The movie opens with a brief flash-forward. Government assassin Peter Devereaux (Pierce Brosnan) blasts his trainee, David Mason (Luke Bracey), for disobeying orders in an operation that was supposed to thwart an assassination but ended up causing a child's death. Five years later, David is ordered to kill a former Russian double-agent named Natalia (played by Mediha Musilovic) who broke into the office of the soon-to-be-elected president, Arkady Federov (Lazar Ristovski). Why? Without giving too much away, let's just say that the CIA is up to no good, as is so often the case in movies and life, and that a self-interested power broker inside the agency wants to prevent the information that Natalia stole from getting out and embarrassing the agency. Unfortunately for whoever did this, Devereaux has a deep bond with Natalia. He embarks on a mission of revenge that also requires him to find a young woman named Alice Fournier (Olga Kurylenko) and prevent her from being killed by his former student David or by Russian agents (including Amila Terzimehic's Alexa, a leggy mute whose stare could burn holes in concrete). Meanwhile, David tries to thwart or kill his old mentor—as the film itself jokes, he has daddy issues—while grappling with the suspicion that his lethal proficiency and loyalty are being abused for selfish purposes, in an off-the-books CIA operation whose outlines he can't discern.

Nobody in the cast makes much of an impression except for the old pro character actors and Brosnan, who is perfectly cast as Devereaux. Handsome and lean but grey and haggard, he has twenty years' worth of experience playing these sorts of men, starting with his version of James Bond, a colder, more self-loathing version of Ian Fleming's super spy than fans were used to seeing. "I might as well ask you if all those vodka martinis ever silence the screams of all the men you've killed, or if you find forgiveness in the arms of all those willing women for all the dead ones you failed to protect," another agent asked in "Goldeneye." 

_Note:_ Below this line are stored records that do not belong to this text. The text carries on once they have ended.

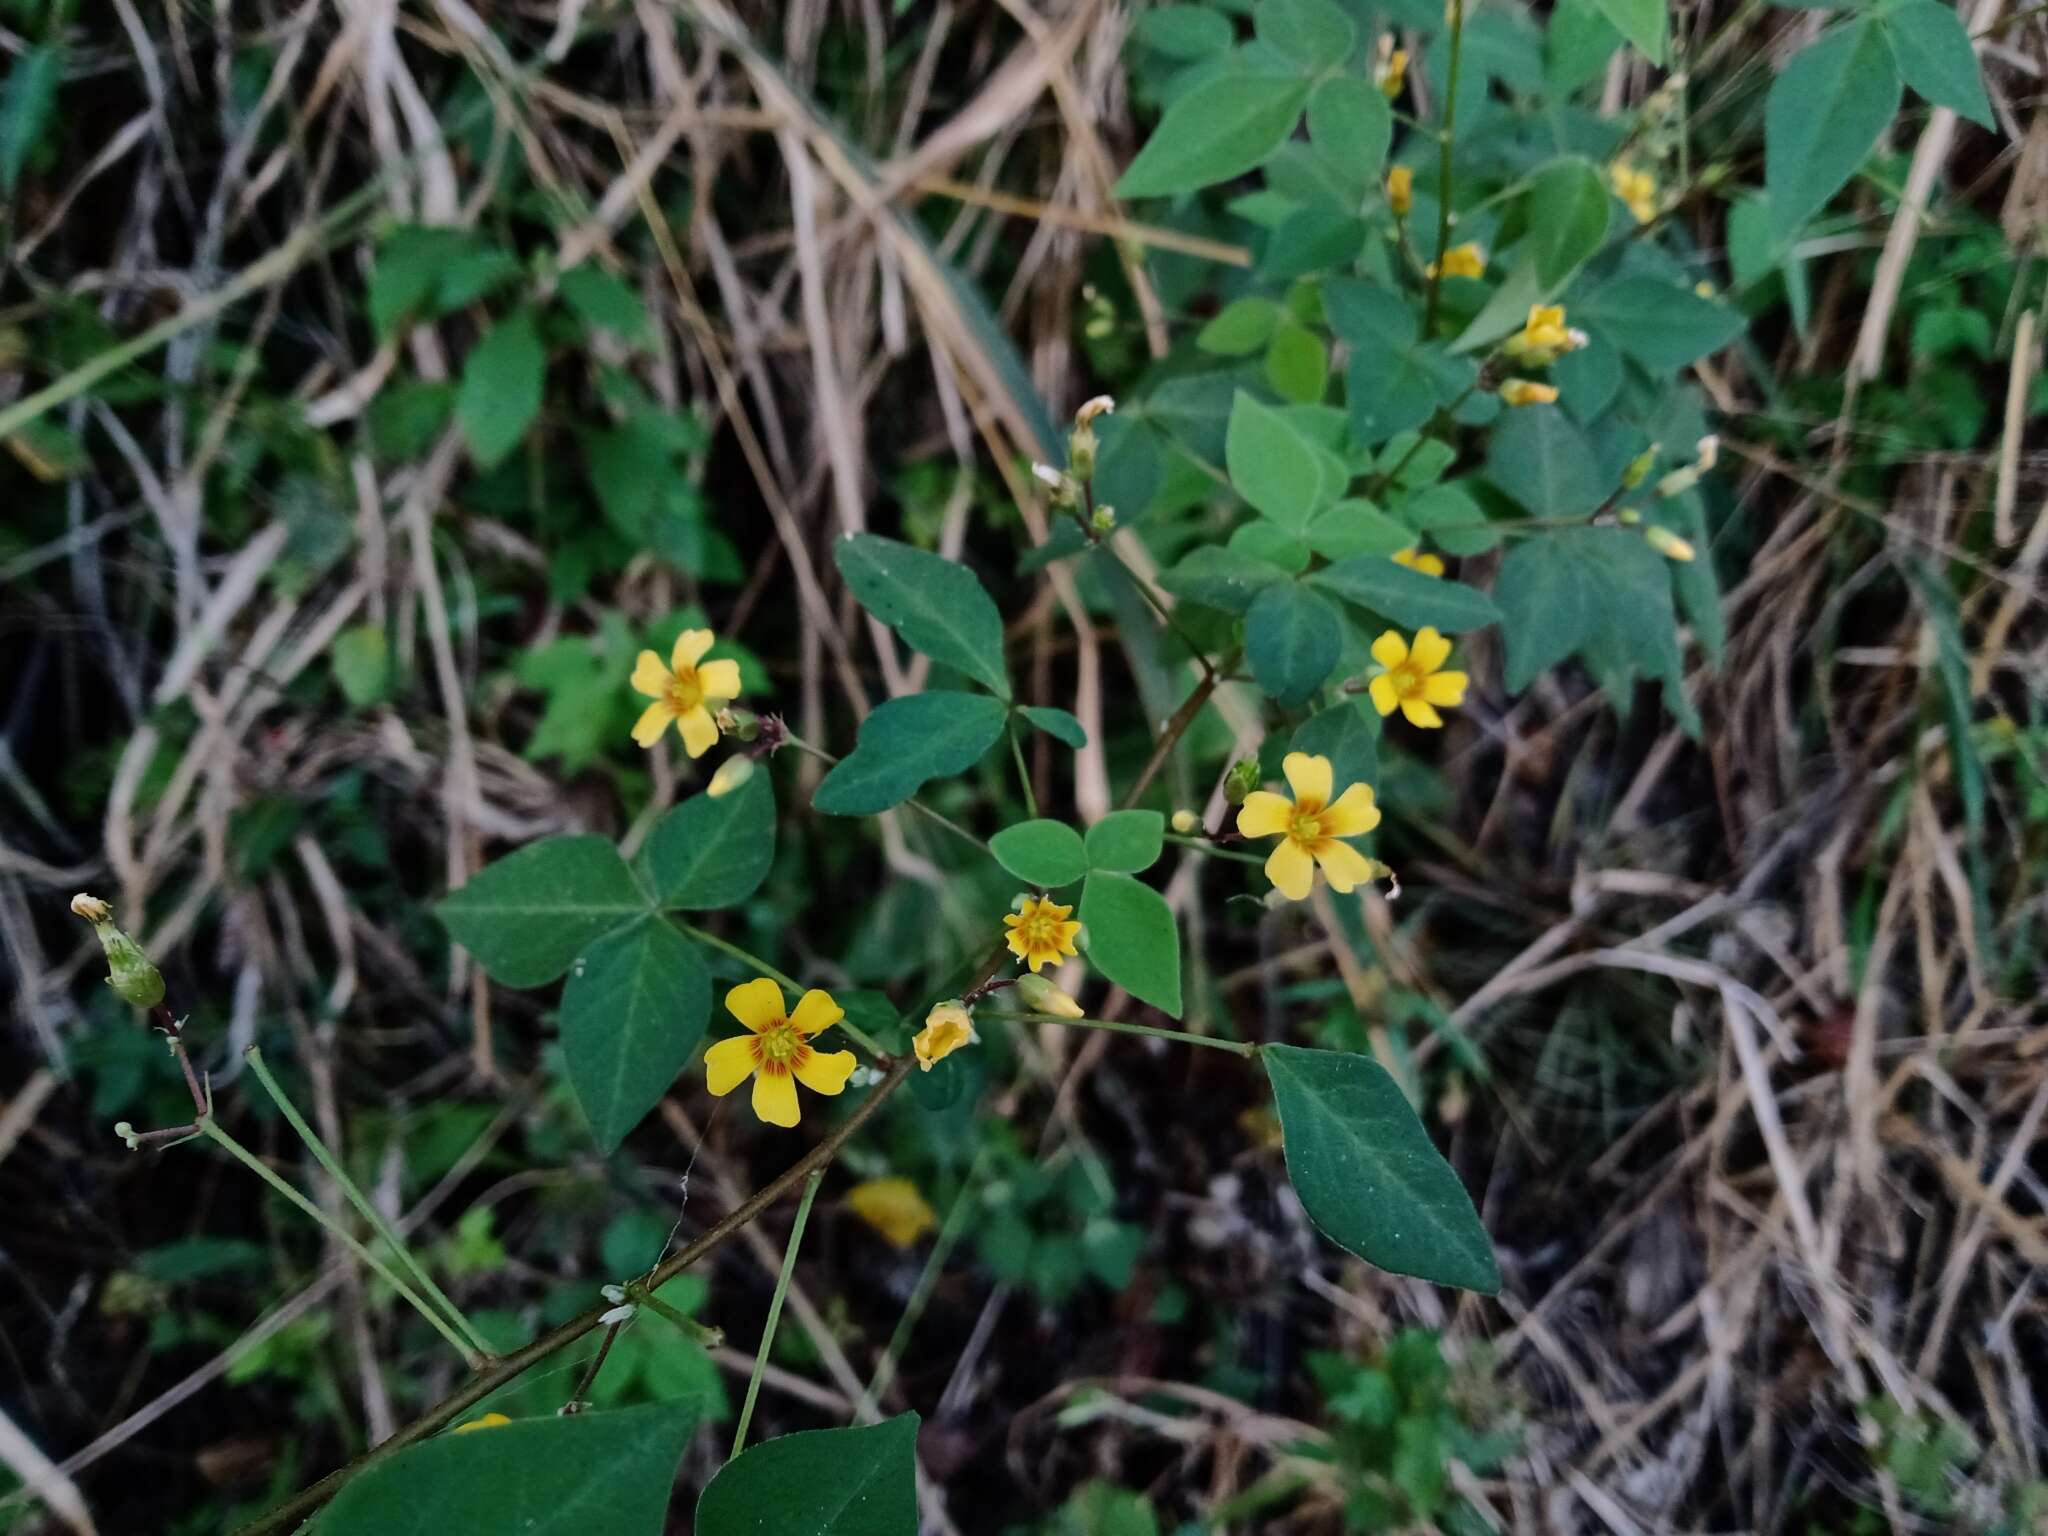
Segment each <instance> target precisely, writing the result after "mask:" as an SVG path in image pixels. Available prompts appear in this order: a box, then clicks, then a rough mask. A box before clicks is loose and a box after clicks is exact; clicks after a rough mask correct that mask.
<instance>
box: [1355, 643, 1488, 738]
mask: <svg viewBox="0 0 2048 1536" xmlns="http://www.w3.org/2000/svg"><path fill="white" fill-rule="evenodd" d="M1372 659H1374V662H1378V664H1380V672H1378V676H1376V678H1372V707H1374V709H1376V711H1380V715H1393V713H1395V711H1397V709H1399V711H1401V717H1403V719H1405V721H1407V723H1409V725H1421V727H1425V729H1436V727H1438V725H1442V723H1444V717H1442V715H1438V713H1436V711H1438V709H1452V707H1454V705H1462V702H1464V682H1466V680H1464V674H1462V672H1444V670H1442V668H1444V664H1446V662H1448V659H1450V641H1448V639H1444V637H1442V635H1438V633H1436V631H1434V629H1427V627H1425V629H1417V631H1415V643H1413V645H1409V643H1407V641H1405V639H1401V631H1397V629H1389V631H1386V633H1382V635H1380V637H1378V639H1376V641H1372Z"/></svg>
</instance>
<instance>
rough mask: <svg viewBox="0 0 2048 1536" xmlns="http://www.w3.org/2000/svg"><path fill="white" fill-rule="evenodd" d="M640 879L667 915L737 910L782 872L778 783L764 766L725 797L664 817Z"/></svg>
mask: <svg viewBox="0 0 2048 1536" xmlns="http://www.w3.org/2000/svg"><path fill="white" fill-rule="evenodd" d="M637 864H639V874H641V881H645V885H647V889H649V891H653V899H655V903H657V905H659V907H664V909H682V911H713V909H717V907H737V905H739V903H741V901H745V899H748V897H750V895H754V893H756V891H758V889H760V883H762V881H766V879H768V870H770V868H772V866H774V784H770V782H768V770H766V768H756V770H754V776H752V778H748V782H743V784H741V786H739V788H735V791H731V793H729V795H721V797H719V799H711V797H709V795H692V797H690V799H686V801H684V803H682V805H678V807H676V809H674V811H670V813H668V815H664V817H662V819H659V821H657V823H655V827H653V836H651V838H647V846H645V848H641V854H639V860H637Z"/></svg>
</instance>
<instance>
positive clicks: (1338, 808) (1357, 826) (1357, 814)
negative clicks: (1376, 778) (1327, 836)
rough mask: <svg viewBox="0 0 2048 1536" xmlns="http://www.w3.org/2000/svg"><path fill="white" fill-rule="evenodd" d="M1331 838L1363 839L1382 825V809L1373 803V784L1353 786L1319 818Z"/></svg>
mask: <svg viewBox="0 0 2048 1536" xmlns="http://www.w3.org/2000/svg"><path fill="white" fill-rule="evenodd" d="M1319 819H1321V823H1323V831H1325V834H1327V836H1331V838H1362V836H1366V834H1368V831H1372V827H1376V825H1378V823H1380V807H1378V805H1374V803H1372V784H1352V786H1350V788H1348V791H1343V795H1339V797H1337V801H1335V805H1331V807H1329V809H1327V811H1323V815H1321V817H1319Z"/></svg>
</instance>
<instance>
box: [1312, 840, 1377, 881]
mask: <svg viewBox="0 0 2048 1536" xmlns="http://www.w3.org/2000/svg"><path fill="white" fill-rule="evenodd" d="M1315 862H1317V864H1321V866H1323V874H1325V879H1329V889H1331V891H1335V893H1337V895H1343V893H1346V891H1352V889H1356V887H1360V885H1370V883H1372V860H1368V858H1366V856H1364V854H1362V852H1358V850H1356V848H1352V844H1348V842H1337V840H1335V838H1325V840H1323V842H1319V844H1317V846H1315Z"/></svg>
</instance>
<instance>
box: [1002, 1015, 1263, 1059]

"The November Man" is based on the seventh in a long-running series of novels about Devereaux by Bill Granger, but there are times when it seems to be a direct answer to that question, which Brosnan's Bond answered with a knowing, faintly sad look. Devereaux is a highly functioning alcoholic who downs hard liquor the way other people drink water, and he admits to Alice that he has no life to speak of; he's just a warm-blooded cipher living as far off the grid as he can, and trying to keep his personal relationships secret from the global espionage community so that they cannot be used against him. At one point Devereaux, who apparently quit the CIA out of slow-building revulsion, lectures his former pupil on the need for moral clarity, telling him that you can be a man or a killer of men, "but not both, because one will eventually extinguish the other."